Ukrainian agricultural logistics will operate this summer under the influence of two distinct but important factors: the access regime to the EU market and the activation of sea shipments of barley to China.
For market participants, this is not only a matter of export prices. The direction of cargo movement and the access conditions in that route influence demand for road transportation, rail supplies, elevator services, transshipment, and the speed of document processing.
EU Route: Quotas Already Impact Cargo Planning
As of early June 2026, Ukraine actively utilizes tariff quotas within the framework of the DCFTA with the EU. According to UCAEB, the annual wheat quota has already been fully used.
Quarterly quotas for fresh poultry meat, eggs, and egg products are also fully exhausted. It is important to note that these are periodic volumes, not the entire annual possibilities for the respective categories.
Some quotas remain partially used. Specifically, partial utilization has been recorded for frozen poultry meat, grain flour, milk and condensed milk, dry skimmed milk and cream, butter, and other dairy fats.
For logistics, this means that shippers should check not only the transportation rate but also the commercial feasibility of delivery after quota utilization. If preferential access for a specific category is already limited, routes, delivery basis, or buyers may need to be reconsidered.
Barley: Chinese Demand May Fill Ports with Cargo
According to PUSK analysts, in July-August about 70-80% of Ukrainian barley exports could be directed to China. Approximately 600-700 thousand tons are already contracted, but forward purchases cover only about 200 thousand tons.
This creates a potential demand for the purchase of around half a million tons of barley on the spot market. For carriers and elevators, this scenario could lead to a short-term increase in delivery requests to ports, especially if ships under Chinese contracts start arriving in early July.
Analysts also note that producers' sales restraint due to low prices could create supply tensions. Market quotes for the new harvest are around $220-223 FOB, while actual offers at CPT port are at $203-206 per ton. According to PUSK estimates, CPT port prices should theoretically be closer to $210-212 per ton, with a recovery to $210-215 per ton possible in the first half of July.
What Sellers, Buyers, and Carriers Should Consider
- Barley producers: before selling, it is advisable to clarify not only the price but also delivery conditions, acceptance schedule at the elevator or port, and quality requirements.
- Traders: with incomplete contract coverage, procurement of critical quantities makes the speed of batch formation and transport availability on required dates crucial.
- Carriers: port directions may experience increased demand in case of active barley procurement for vessel shipments.
- Exporters to the EU: before booking transportation, it is necessary to verify the quota status, administration mechanism, and possible tariff implications for the specific product.
Key Logistics Conclusions
The summer export season may be uneven: some cargoes will be redirected depending on the EU quota regime, and barley may concentrate in maritime routes due to Chinese contracts.

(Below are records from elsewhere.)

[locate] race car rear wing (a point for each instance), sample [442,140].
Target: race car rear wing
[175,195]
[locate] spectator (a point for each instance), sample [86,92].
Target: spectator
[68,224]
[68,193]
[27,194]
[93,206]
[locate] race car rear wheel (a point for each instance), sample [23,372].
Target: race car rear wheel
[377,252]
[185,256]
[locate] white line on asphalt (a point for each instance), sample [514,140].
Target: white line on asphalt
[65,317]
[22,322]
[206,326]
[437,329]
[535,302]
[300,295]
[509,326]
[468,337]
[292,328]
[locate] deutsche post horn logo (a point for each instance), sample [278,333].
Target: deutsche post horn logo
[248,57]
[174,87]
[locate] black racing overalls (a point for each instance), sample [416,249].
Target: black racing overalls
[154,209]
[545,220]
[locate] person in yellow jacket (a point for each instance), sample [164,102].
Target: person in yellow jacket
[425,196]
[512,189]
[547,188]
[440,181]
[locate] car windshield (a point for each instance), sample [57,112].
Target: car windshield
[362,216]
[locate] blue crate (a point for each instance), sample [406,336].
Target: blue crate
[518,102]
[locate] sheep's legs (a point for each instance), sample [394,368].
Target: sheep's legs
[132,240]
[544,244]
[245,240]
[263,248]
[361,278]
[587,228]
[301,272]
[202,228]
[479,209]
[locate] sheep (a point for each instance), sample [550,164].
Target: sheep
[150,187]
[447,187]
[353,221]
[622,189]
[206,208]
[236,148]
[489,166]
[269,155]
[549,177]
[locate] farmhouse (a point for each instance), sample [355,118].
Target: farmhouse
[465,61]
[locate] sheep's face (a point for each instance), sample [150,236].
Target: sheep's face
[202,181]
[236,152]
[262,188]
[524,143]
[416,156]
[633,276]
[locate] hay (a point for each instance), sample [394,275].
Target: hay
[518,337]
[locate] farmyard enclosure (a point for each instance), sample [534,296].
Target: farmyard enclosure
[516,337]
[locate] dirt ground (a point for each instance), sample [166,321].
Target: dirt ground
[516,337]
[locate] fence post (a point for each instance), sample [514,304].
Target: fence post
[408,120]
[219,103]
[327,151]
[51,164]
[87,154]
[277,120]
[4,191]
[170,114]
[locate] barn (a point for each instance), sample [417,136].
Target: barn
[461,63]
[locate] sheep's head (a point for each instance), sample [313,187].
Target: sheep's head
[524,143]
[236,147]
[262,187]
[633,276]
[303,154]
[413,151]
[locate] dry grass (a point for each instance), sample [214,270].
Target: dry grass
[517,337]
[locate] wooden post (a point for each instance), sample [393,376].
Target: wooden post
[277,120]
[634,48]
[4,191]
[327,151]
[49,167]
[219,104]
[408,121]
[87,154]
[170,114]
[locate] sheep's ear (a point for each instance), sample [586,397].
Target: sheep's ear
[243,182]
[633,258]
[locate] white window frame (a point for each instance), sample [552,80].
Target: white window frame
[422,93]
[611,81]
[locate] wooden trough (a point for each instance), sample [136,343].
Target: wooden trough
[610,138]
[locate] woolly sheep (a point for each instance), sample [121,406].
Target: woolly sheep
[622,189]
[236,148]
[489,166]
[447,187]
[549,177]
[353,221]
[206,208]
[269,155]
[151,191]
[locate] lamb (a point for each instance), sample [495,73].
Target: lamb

The greatest risk for participants in the supply chain is a mismatch between sales timing, transport availability, and vessel schedules. Therefore, pre-agreed applications for transportation, elevator storage, and port transshipment may have higher practical value than reactive logistics searches during peak moments.
What this means for the market: Ukrainian sellers and buyers on AgroPost should actively synchronize announcements about grain, transport, and logistics services. In the coming weeks, a competitive advantage will not only be the price but also the ability to quickly confirm volume, route, quality, and actual delivery timeframe.